Two days before Christmas, Politico’s Maggie Haberman baked up a gooey marshmallow piece about Chelsea Clinton, lamenting that as Hillary steps away from government service, “the nation will have to go cold turkey from two-plus decades of a Clinton speaking out on the issues of the day. Or maybe not.”
Two days after Christmas, Haberman picked up the hack work where she left off with an anti-conservative "news" article headlined “When will the right start hating Hillary Clinton again?” (The snarky answer: it stopped?) Haberman began with another gush:
Her poll numbers are staggering. Fellow Democrats fear her. So do some Republicans. The main question now is, when will the right start hating Hillary Clinton again and kick a “Stop HRC” movement into high gear?
...The anti-Hillary Clinton industrial-entertainment complex, a source of income and headlines for conservatives over much of the past two decades, has been dormant while she’s been at the State Department. There has been no Clinton in elected office, a constant in American political life since the 1990s, for four years. The secretary of State has generally become an apolitical and deeply popular figure — and Republican nominee Mitt Romney spent much of 2012 lionizing the Clinton legacy.
Some Republicans believe it’s only a matter of time before she appears in more direct-mail appeals....Still, absent a clear point of attack against her — a policy position she’s staking out, or a candidate she endorses — it’s not clear whether the anti-Hillary cottage industry will ever exist the same way it once did.

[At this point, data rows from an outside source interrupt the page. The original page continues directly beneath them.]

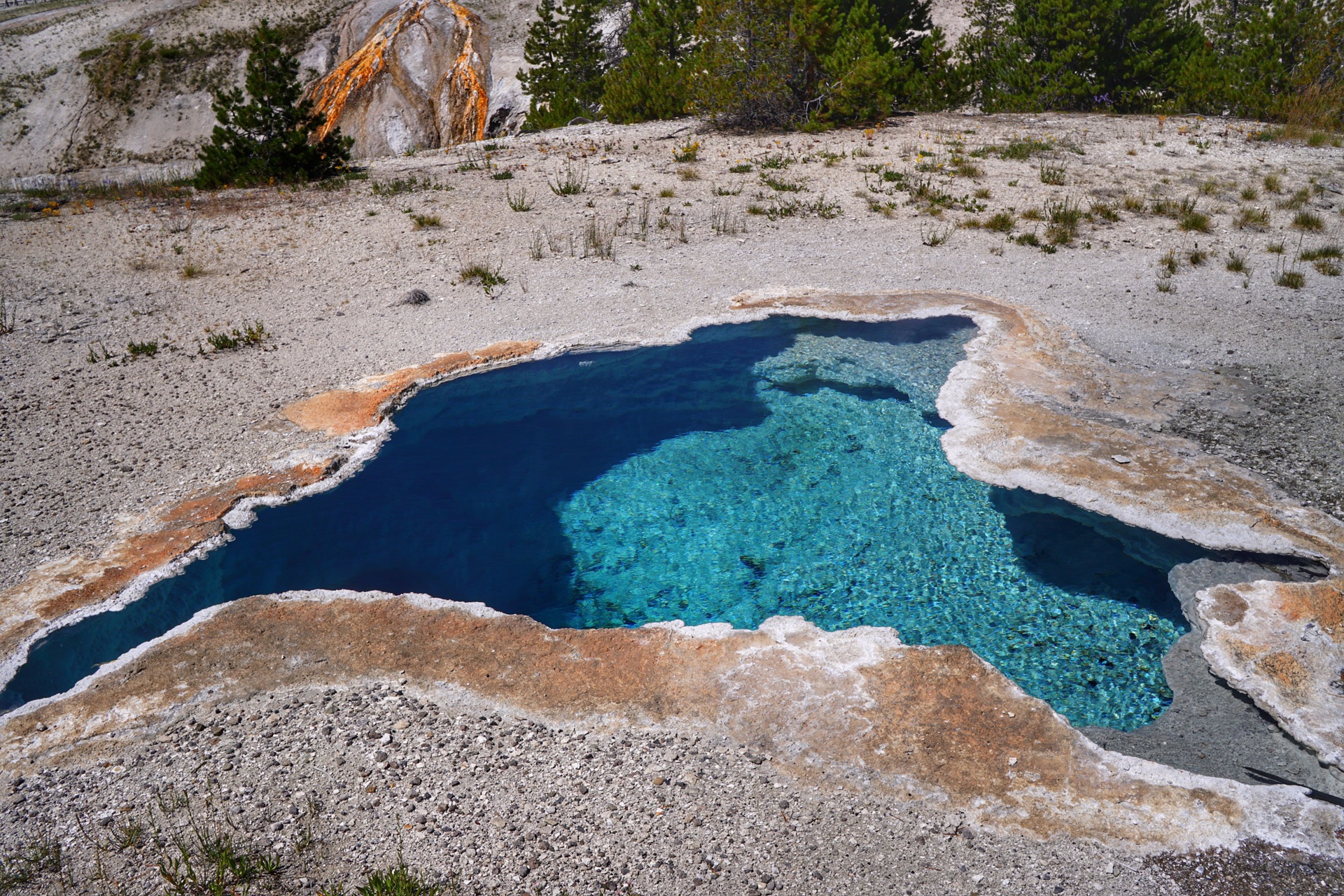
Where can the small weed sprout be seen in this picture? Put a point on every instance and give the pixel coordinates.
(1063, 216)
(724, 223)
(598, 238)
(934, 235)
(521, 202)
(1307, 220)
(1168, 262)
(780, 184)
(1105, 211)
(569, 182)
(687, 153)
(1253, 218)
(398, 881)
(1053, 175)
(489, 279)
(8, 316)
(1191, 219)
(1291, 280)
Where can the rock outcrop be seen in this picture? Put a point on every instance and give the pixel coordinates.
(410, 74)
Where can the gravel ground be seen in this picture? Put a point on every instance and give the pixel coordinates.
(90, 437)
(339, 785)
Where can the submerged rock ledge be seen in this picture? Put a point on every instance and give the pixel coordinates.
(1031, 407)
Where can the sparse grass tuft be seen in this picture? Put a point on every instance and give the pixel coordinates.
(1063, 216)
(1193, 219)
(687, 152)
(780, 184)
(1053, 175)
(1291, 280)
(483, 274)
(598, 238)
(726, 223)
(1308, 220)
(398, 881)
(1023, 148)
(1253, 218)
(249, 335)
(934, 237)
(569, 182)
(1105, 211)
(521, 202)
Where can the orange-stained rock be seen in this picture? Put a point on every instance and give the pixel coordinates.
(412, 74)
(905, 719)
(73, 583)
(344, 412)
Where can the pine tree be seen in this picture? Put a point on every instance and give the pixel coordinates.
(652, 80)
(863, 69)
(1079, 54)
(566, 58)
(270, 136)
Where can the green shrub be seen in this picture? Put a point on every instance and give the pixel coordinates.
(566, 58)
(654, 78)
(273, 137)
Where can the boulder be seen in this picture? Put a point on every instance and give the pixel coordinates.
(409, 74)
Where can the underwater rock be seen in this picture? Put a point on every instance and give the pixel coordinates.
(410, 76)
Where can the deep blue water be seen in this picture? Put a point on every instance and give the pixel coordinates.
(790, 466)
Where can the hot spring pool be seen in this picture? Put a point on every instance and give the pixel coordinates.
(790, 466)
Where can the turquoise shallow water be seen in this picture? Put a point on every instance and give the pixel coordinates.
(790, 466)
(840, 507)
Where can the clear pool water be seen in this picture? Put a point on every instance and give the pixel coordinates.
(790, 466)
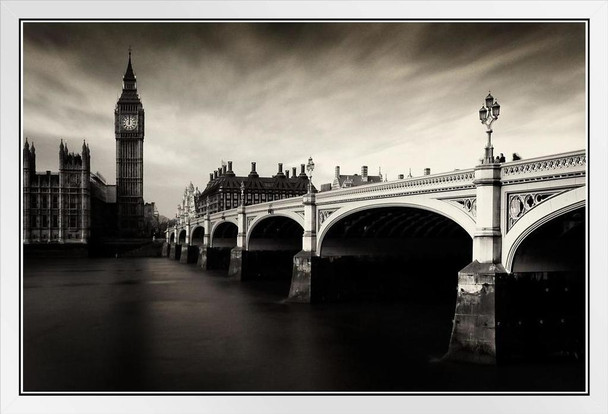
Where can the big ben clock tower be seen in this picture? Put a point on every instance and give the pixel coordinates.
(129, 131)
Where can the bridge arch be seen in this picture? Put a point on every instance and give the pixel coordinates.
(272, 242)
(223, 233)
(196, 235)
(440, 207)
(537, 217)
(258, 219)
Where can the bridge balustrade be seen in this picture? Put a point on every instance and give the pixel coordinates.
(489, 201)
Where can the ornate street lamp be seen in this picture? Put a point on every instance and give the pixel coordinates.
(309, 168)
(487, 115)
(242, 193)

As usual, the liberal media sets the table, and then expects everyone to eat off of it. The media wanted Hillary to be an utterly uncontroversial Secretary of State, acquiring only more political power and gravitas. Haberman, like the others, portray it as politically stupid to focus on Hillary's "fading" failure in Benghazi. None of them ever cared about the sprawling conflict of interest of the Secretary of State having an ex-president husband with a "global initiative" soaking up donations from foreign countries and lobbying interests.
Haberman lines up a pile of conservatives and Republicans to endorse her thesis that the passion against Hillary will never be the same, and even if it did, that it would be stupid. This is how she ended the article:
Mike McKeon, a Republican strategist and longtime adviser to former New York Gov. George Pataki who witnessed her 2000 campaign up close, said that she’s still catnip for parts of the conservative base.
“It’s a reflex they can’t ignore, not a voluntary act,” he said. “I am really not trying to be snarky. But Hillary still drives that kind of reaction, and the more she moves away from foreign affairs and does things like [support] gay marriage, the more they will not be able to resist.”
One Republican strategist, speaking of the Hillary-hating industry, was more blunt: “If she works in the mail and on the phones with small donors, she’ll get hit. We’ll look stupid. But when did that ever stop us?”
This is why Politico is a liberal joke. Haberman’s boss, John F. Harris, is an original Clinton Media Lapdog. Haberman’s panting right next to him on the porch – if the Clinton Library had a porch.